Timlo.net – Warga Kota Besi, Kotawaringin Timur, Kalimantan Tengah, bernama Budi (34), harus berurusan dengan polisi karena mengaku sebagai anggota polisi kepada keluarga dan calon istrinya. Hal itu dilakukan demi bisa menikahi EL (32), seorang guru yang menjadi pujaan hatinya. Apesnya, Budi ditangkap oleh keluarga calon istrinya menjelang hari pernikahan.

“Pihak keluarga curiga, kemudian menelusurinya ke Polsek Cempaga, tempat pelaku mengaku bertugas. Dari sanalah diketahui bahwa pelaku bukanlah anggota polisi. Pihak keluarga kemudian membawa pelaku dan menyerahkannya kepada kami,” kata Kapolsek Kotabesi Iptu Sugeng di Sampit, Kamis (25/8).

Bermodalkan seragam polisi berpangkat Brigadir dan sejumlah peralatan lain seperti pistol mainan dan surat tugas palsu, polisi palsu itu berhasil memperdaya EL. Berpacaran sejak Maret lalu, pelaku dengan rapi menyembunyikan kedoknya.
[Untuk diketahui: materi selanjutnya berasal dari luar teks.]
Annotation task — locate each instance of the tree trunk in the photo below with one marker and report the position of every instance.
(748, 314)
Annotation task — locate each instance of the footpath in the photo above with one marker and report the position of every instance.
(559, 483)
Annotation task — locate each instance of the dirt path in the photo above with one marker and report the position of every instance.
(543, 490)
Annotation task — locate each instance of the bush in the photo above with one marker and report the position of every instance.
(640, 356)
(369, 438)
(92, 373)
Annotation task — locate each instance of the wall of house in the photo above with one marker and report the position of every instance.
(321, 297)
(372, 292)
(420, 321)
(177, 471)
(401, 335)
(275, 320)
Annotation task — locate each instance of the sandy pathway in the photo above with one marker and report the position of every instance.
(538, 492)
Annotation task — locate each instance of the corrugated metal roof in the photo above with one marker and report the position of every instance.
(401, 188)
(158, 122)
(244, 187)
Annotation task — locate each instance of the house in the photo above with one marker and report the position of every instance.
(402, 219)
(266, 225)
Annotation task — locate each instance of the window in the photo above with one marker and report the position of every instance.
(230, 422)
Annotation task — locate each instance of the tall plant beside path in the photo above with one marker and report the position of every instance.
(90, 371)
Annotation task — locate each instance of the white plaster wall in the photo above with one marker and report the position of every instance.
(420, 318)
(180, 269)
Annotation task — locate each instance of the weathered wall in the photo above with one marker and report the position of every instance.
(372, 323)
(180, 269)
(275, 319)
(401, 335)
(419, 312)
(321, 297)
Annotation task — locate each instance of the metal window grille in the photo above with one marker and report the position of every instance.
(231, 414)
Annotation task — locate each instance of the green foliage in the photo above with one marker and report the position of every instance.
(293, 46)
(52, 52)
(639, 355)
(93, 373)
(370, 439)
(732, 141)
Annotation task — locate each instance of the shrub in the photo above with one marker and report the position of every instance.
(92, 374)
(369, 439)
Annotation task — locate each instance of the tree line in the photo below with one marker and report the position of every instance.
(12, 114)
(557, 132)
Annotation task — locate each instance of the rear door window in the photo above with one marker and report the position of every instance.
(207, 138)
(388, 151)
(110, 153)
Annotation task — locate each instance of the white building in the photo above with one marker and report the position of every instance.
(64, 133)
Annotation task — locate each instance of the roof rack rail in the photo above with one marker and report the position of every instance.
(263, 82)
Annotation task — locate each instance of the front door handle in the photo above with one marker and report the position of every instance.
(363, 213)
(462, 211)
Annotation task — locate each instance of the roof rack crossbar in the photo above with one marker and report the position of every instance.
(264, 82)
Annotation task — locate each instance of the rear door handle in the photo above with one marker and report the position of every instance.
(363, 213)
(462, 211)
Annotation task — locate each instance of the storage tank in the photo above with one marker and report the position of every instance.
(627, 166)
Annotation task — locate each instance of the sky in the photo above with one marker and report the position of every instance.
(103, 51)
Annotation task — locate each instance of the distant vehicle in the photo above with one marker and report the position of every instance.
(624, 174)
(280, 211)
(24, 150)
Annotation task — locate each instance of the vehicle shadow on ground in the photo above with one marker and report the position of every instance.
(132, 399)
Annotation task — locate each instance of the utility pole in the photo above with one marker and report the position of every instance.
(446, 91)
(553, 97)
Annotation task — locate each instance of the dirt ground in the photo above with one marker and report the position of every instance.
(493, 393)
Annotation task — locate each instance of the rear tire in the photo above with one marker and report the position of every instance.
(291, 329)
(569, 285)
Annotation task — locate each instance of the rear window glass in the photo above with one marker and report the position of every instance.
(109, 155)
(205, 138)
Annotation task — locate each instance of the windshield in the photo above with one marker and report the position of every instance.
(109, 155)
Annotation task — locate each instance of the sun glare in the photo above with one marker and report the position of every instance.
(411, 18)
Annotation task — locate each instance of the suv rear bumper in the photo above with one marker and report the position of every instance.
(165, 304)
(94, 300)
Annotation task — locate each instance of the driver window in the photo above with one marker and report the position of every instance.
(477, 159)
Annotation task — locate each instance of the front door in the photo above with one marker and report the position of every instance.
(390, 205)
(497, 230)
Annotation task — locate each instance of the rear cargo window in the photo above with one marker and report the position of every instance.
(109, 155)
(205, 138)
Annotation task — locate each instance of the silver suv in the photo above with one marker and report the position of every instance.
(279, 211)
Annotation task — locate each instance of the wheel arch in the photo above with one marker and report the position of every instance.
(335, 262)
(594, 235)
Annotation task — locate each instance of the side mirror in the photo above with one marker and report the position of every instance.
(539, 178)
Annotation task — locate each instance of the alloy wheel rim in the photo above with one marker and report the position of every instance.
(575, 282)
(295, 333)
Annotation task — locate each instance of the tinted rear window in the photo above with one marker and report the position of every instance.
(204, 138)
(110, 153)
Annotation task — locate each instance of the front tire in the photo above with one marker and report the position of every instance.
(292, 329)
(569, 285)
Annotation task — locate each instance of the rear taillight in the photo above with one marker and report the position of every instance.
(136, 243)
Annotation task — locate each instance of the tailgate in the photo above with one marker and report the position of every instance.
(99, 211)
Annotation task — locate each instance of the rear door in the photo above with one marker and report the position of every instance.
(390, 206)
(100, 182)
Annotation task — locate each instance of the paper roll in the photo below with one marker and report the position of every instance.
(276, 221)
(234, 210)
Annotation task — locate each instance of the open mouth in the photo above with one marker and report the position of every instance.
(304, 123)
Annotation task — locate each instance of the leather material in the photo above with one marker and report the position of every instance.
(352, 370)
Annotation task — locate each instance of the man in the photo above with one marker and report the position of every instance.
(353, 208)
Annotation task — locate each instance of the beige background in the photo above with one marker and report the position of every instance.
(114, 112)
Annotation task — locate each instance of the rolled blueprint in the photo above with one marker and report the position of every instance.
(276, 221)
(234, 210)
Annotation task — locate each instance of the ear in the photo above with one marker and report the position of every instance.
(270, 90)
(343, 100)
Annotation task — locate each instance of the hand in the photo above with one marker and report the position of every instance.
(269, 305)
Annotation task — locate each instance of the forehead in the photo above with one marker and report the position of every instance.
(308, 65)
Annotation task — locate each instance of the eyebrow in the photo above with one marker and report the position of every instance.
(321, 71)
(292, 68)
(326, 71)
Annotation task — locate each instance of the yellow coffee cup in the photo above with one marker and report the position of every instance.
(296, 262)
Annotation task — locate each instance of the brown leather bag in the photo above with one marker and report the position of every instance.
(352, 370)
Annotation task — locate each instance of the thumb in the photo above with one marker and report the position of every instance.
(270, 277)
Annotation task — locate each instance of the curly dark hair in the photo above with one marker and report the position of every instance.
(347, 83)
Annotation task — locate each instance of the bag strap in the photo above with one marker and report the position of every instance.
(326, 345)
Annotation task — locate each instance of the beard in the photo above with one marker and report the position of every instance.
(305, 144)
Dia menjanjikan mahar Rp 200 juta, pelaku berhasil membujuk EL sehingga mau diajak menikah pada Minggu (21/8) lalu. Untungnya, keluarga korban berhasil membongkar topeng polisi palsu itu beberapa hari sebelum pernikahan dilangsungkan.

Pihak keluarga merasa malu karena rencana pernikahan itu sudah terlanjur diketahui banyak orang. Namun mereka bersyukur polisi palsu itu tidak jadi menikahi EL setelah penyamarannya berhasil dibongkar.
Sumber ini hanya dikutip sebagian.